FFmpeg is a collection of libraries and tools to process multimedia content such as audio, video, subtitles and related metadata.

Libraries

  • libavcodec provides implementation of a wider range of codecs.
  • libavformat implements streaming protocols, container formats and basic I/O access.
  • libavutil includes hashers, decompressors and miscellaneous utility functions.
  • libavfilter provides a mean to alter decoded Audio and Video through chain of filters.
  • libavdevice provides an abstraction to access capture and playback devices.
  • libswresample implements audio mixing and resampling routines.
  • libswscale implements color conversion and scaling routines.

Tools

  • ffmpeg is a command line toolbox to manipulate, convert and stream multimedia content.
  • ffplay is a minimalistic multimedia player.
  • ffprobe is a simple analysis tool to inspect multimedia content.
  • ffserver is a multimedia streaming server for live broadcasts.
  • Additional small tools such as aviocat, ismindex and qt-faststart.

Documentation

The offline documentation is available in the doc/ directory.
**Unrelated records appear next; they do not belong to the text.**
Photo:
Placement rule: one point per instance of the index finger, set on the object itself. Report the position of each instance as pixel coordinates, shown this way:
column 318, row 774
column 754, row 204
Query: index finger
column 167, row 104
The online documentation is available in the main website and in the wiki.

Examples

Coding examples are available in the doc/examples directory.

License

FFmpeg codebase is mainly LGPL-licensed with optional components licensed under GPL. Please refer to the LICENSE file for detailed information.

Contributing

Patches should be submitted to the ffmpeg-devel mailing list using git format-patch or git send-email. Github pull requests should be avoided because they are not part of our review process and will be ignored.